Adversaries using AdaptixC2 are likely establishing command and control communication through suspicious network traffic patterns associated with the identified IOCs. SOC teams should proactively hunt for this behavior in Azure Sentinel to detect and mitigate potential compromise of critical systems.
IOC Summary
Malware Family: AdaptixC2 Total IOCs: 7 IOC Types: ip:port
| Type | Value | Threat Type | First Seen | Confidence |
|---|---|---|---|---|
| ip:port | 89[.]125[.]255[.]5:4321 | botnet_cc | 2026-06-07 | 75% |
| ip:port | 80[.]66[.]72[.]174:8080 | botnet_cc | 2026-06-07 | 75% |
| ip:port | 45[.]13[.]212[.]232:4321 | botnet_cc | 2026-06-07 | 75% |
| ip:port | 209[.]99[.]188[.]193:4323 | botnet_cc | 2026-06-07 | 75% |
| ip:port | 154[.]94[.]232[.]165:4321 | botnet_cc | 2026-06-07 | 75% |
| ip:port | 91[.]221[.]191[.]167:4323 | botnet_cc | 2026-06-06 | 75% |
| ip:port | 156[.]225[.]22[.]201:1337 | botnet_cc | 2026-06-06 | 75% |
// Hunt for network connections to known malicious IPs
// Source: ThreatFox - AdaptixC2
let malicious_ips = dynamic(["45.13.212.232", "91.221.191.167", "154.94.232.165", "209.99.188.193", "89.125.255.5", "80.66.72.174", "156.225.22.201"]);
CommonSecurityLog
| where DestinationIP in (malicious_ips) or SourceIP in (malicious_ips)
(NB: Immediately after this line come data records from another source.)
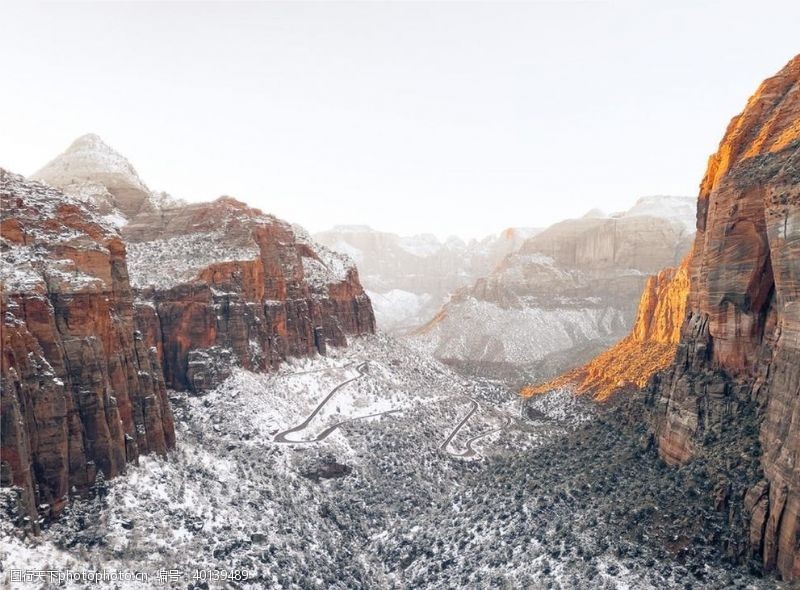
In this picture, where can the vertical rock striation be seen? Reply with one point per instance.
(649, 348)
(228, 285)
(82, 392)
(740, 343)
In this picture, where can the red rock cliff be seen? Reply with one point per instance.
(649, 348)
(228, 285)
(82, 391)
(740, 343)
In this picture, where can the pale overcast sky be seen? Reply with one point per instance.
(441, 117)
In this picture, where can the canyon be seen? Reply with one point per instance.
(267, 417)
(113, 294)
(575, 285)
(716, 344)
(409, 278)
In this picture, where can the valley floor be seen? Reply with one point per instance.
(378, 467)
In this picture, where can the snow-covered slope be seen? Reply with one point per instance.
(90, 169)
(682, 210)
(566, 294)
(545, 501)
(410, 277)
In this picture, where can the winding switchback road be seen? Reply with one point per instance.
(471, 452)
(281, 437)
(460, 425)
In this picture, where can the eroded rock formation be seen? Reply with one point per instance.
(229, 286)
(649, 348)
(408, 278)
(97, 323)
(575, 286)
(740, 344)
(82, 392)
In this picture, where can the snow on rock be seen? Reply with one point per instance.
(682, 210)
(168, 262)
(398, 308)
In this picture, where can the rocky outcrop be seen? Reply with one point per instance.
(740, 343)
(650, 347)
(574, 286)
(230, 286)
(82, 391)
(90, 170)
(98, 323)
(409, 277)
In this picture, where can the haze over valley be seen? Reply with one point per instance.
(203, 392)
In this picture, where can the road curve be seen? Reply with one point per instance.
(469, 451)
(331, 429)
(281, 436)
(458, 427)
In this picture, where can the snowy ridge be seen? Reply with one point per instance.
(329, 268)
(169, 262)
(28, 267)
(85, 159)
(682, 210)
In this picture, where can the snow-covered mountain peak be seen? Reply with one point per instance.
(674, 208)
(86, 159)
(91, 170)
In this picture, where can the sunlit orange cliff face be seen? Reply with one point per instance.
(737, 358)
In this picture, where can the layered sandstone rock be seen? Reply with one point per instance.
(567, 294)
(650, 347)
(409, 277)
(82, 392)
(98, 324)
(229, 286)
(740, 343)
(216, 284)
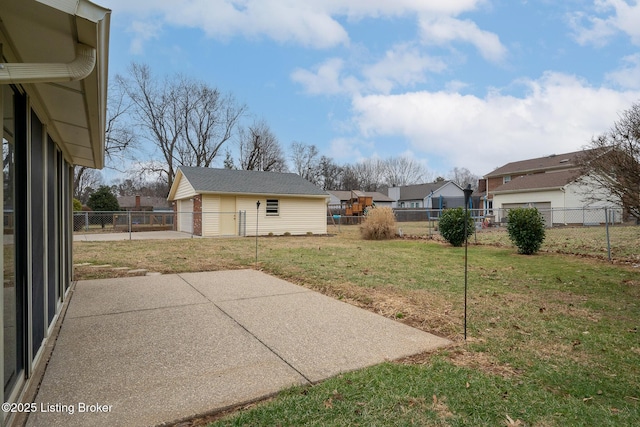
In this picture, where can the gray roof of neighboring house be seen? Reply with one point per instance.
(552, 162)
(420, 191)
(145, 201)
(377, 196)
(539, 181)
(209, 180)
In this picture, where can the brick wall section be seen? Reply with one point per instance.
(197, 215)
| project TimeGenerated, SourceIP, DestinationIP, DestinationPort, DeviceAction, Activity
| order by TimeGenerated desc// Hunt in Defender for Endpoint network events
let malicious_ips = dynamic(["45.13.212.232", "91.221.191.167", "154.94.232.165", "209.99.188.193", "89.125.255.5", "80.66.72.174", "156.225.22.201"]);
DeviceNetworkEvents
| where RemoteIP in (malicious_ips)
| project Timestamp, DeviceName, RemoteIP, RemotePort, InitiatingProcessFileName, ActionType
| order by Timestamp desc| Sentinel Table | Notes |
|---|---|
CommonSecurityLog | Ensure this data connector is enabled |
DeviceNetworkEvents | Ensure this data connector is enabled |
Scenario: Legitimate scheduled job using hunting tool
Description: A system administrator schedules a daily job using the hunting tool to analyze network traffic for security purposes.
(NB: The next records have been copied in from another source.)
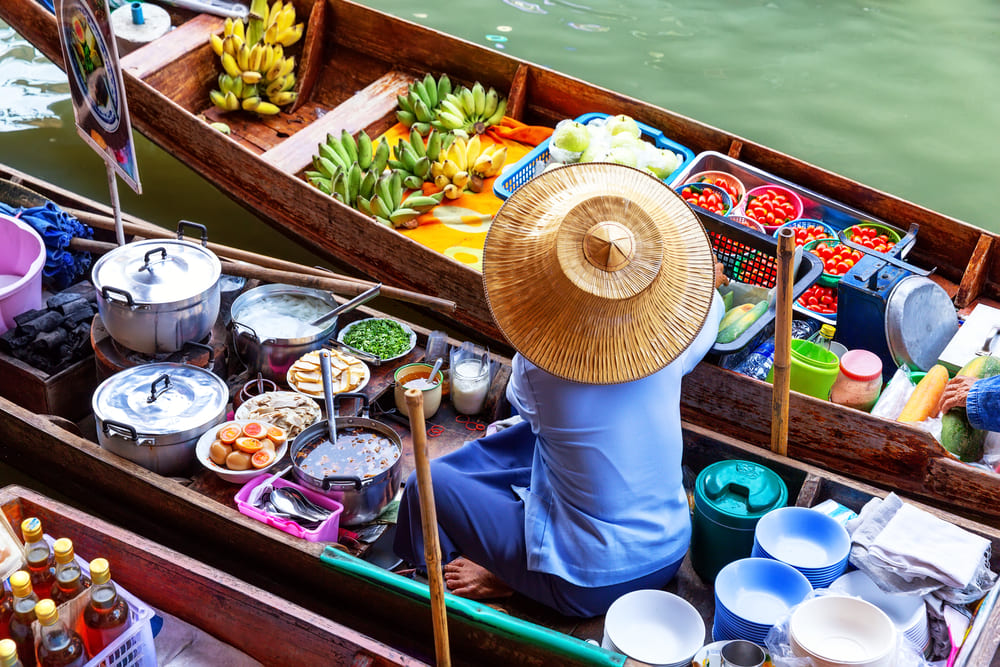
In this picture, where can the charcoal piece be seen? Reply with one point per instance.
(46, 322)
(64, 301)
(28, 315)
(49, 341)
(78, 312)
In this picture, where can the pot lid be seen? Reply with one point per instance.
(735, 493)
(158, 270)
(161, 398)
(920, 319)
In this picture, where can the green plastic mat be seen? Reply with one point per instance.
(560, 645)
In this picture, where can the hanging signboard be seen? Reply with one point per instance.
(96, 85)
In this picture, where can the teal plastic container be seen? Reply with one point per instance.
(729, 498)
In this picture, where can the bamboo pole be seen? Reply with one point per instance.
(428, 520)
(782, 342)
(329, 282)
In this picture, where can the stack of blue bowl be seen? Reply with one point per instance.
(812, 542)
(752, 594)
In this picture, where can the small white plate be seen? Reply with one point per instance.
(413, 336)
(234, 476)
(319, 397)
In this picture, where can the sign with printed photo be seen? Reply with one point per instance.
(96, 84)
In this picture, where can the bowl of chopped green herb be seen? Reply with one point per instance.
(387, 339)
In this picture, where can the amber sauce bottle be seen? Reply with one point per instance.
(106, 616)
(41, 562)
(24, 614)
(70, 579)
(58, 646)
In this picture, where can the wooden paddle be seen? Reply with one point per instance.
(428, 519)
(782, 342)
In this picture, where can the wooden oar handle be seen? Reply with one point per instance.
(428, 520)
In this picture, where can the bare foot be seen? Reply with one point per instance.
(469, 580)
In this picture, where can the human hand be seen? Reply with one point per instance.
(955, 394)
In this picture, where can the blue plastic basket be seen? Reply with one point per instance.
(527, 167)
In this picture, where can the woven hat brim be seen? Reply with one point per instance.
(593, 334)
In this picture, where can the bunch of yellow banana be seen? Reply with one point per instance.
(418, 108)
(466, 164)
(252, 52)
(471, 110)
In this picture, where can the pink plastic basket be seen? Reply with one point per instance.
(327, 531)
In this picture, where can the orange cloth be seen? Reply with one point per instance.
(457, 227)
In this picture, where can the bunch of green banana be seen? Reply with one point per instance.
(414, 159)
(389, 205)
(471, 110)
(420, 105)
(465, 165)
(252, 55)
(347, 168)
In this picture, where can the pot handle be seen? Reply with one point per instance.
(107, 291)
(145, 258)
(201, 228)
(120, 429)
(153, 394)
(348, 396)
(330, 481)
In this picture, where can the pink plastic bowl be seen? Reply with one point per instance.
(21, 265)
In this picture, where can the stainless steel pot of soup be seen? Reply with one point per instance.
(361, 470)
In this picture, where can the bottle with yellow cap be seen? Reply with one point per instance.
(23, 616)
(8, 654)
(58, 646)
(41, 562)
(70, 579)
(106, 616)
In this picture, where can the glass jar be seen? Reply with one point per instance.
(859, 381)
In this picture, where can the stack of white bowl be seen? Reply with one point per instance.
(655, 627)
(812, 542)
(752, 594)
(835, 631)
(907, 612)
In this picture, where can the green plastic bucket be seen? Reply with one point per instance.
(813, 369)
(729, 498)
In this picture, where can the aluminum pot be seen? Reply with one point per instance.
(153, 414)
(155, 296)
(270, 355)
(363, 499)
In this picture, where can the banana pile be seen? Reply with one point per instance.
(414, 159)
(353, 172)
(420, 105)
(471, 110)
(252, 54)
(466, 164)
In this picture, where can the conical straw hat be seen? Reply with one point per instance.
(598, 273)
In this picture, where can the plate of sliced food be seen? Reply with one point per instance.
(347, 372)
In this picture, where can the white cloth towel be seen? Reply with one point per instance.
(922, 545)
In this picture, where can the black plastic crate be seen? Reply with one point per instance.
(750, 257)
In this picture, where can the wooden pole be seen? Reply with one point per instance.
(325, 281)
(428, 519)
(782, 342)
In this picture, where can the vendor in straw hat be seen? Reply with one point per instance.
(603, 279)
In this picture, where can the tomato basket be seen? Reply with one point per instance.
(534, 162)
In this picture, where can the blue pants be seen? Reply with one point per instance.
(481, 518)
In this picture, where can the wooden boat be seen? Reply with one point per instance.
(196, 515)
(349, 81)
(260, 624)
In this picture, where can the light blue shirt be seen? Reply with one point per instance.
(606, 503)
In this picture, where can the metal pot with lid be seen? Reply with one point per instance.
(362, 470)
(154, 296)
(153, 414)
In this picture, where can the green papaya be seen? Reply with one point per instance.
(734, 330)
(734, 314)
(957, 434)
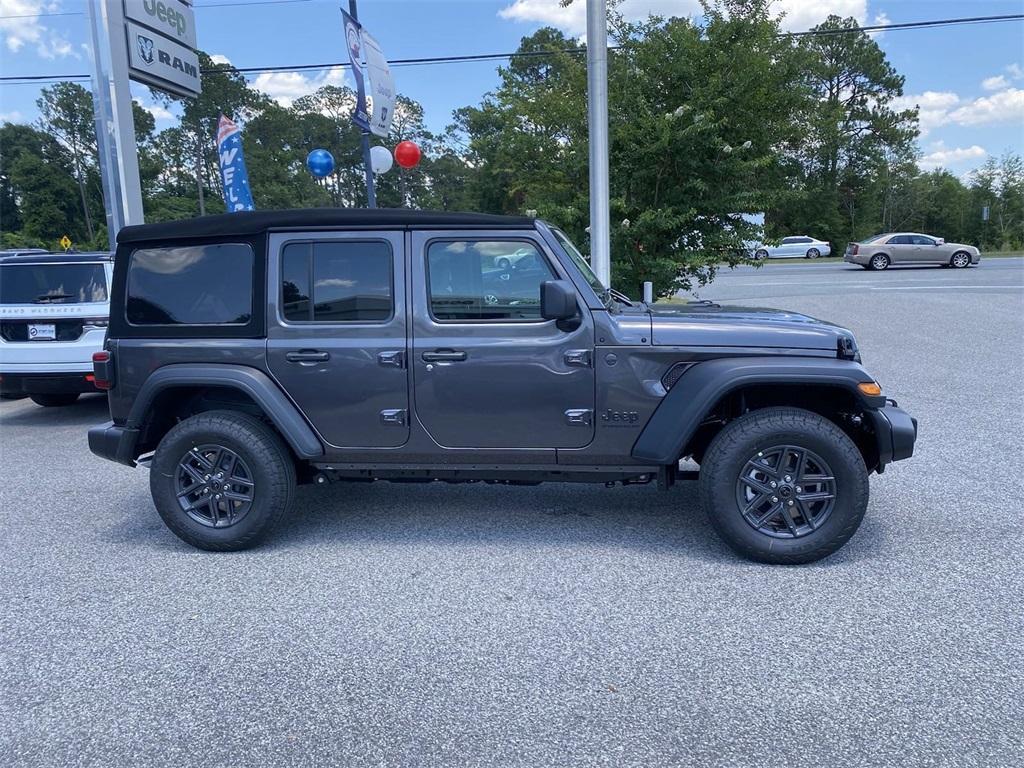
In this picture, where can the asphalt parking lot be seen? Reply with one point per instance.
(436, 626)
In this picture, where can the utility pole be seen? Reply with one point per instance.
(367, 164)
(597, 119)
(115, 125)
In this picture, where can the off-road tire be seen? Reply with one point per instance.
(54, 400)
(740, 439)
(960, 260)
(258, 445)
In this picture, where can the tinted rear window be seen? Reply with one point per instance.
(190, 286)
(52, 284)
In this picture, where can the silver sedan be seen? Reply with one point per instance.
(880, 251)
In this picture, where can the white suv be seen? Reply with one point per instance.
(53, 313)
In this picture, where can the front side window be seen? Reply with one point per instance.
(209, 285)
(485, 280)
(337, 282)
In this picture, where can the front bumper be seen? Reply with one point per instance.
(895, 431)
(36, 383)
(114, 442)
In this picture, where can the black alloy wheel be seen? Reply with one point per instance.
(785, 492)
(215, 486)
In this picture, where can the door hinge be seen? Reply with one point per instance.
(391, 358)
(580, 417)
(579, 357)
(393, 417)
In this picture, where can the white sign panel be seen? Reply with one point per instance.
(159, 61)
(171, 18)
(381, 86)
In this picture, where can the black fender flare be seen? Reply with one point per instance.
(257, 385)
(681, 411)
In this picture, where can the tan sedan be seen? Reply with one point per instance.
(880, 251)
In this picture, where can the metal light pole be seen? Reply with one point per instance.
(367, 163)
(115, 125)
(597, 119)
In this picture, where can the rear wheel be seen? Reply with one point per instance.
(54, 400)
(222, 480)
(783, 485)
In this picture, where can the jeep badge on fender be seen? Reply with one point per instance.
(251, 351)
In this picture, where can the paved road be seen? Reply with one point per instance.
(435, 626)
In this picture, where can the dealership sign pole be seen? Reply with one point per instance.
(597, 118)
(150, 41)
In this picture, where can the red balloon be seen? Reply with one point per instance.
(407, 154)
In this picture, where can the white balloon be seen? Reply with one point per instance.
(380, 159)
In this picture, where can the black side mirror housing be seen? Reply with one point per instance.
(558, 300)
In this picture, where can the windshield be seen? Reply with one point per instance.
(579, 259)
(52, 284)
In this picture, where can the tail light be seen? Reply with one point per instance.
(102, 370)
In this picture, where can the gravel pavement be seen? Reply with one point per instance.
(475, 626)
Filter/Exclusion: Exclude processes where the command line includes --schedule or --cron and the user is a system admin (e.g., sudo or root).
Scenario: Admin task using adaptix for log analysis
Description: A security analyst uses the adaptix tool to parse and analyze system logs for anomalies.
Filter/Exclusion: Exclude processes where the user is a security admin and the command line includes --log-analysis or --parse-logs.
Scenario: Legitimate use of adaptix for threat intelligence enrichment
Description: A SOC team uses the adaptix tool to enrich IOC data with threat intelligence from internal databases.
Filter/Exclusion: Exclude processes where the command line includes --enrich or --ti and the user is part of the threat intel team.
Scenario: Automated system health check using hunting
Description: A system health check script runs hunting to scan for misconfigurations or outdated software.
Filter/Exclusion: Exclude processes where the command line includes --health-check or --audit and the user is a system admin.
Scenario: Legitimate use of adaptix for IOC normalization
Description: A SOC analyst uses adaptix to normalize and standardize IOC data from multiple sources.
Filter/Exclusion: Exclude processes where the command line includes --normalize or --standardize and the user is part of the IOC team.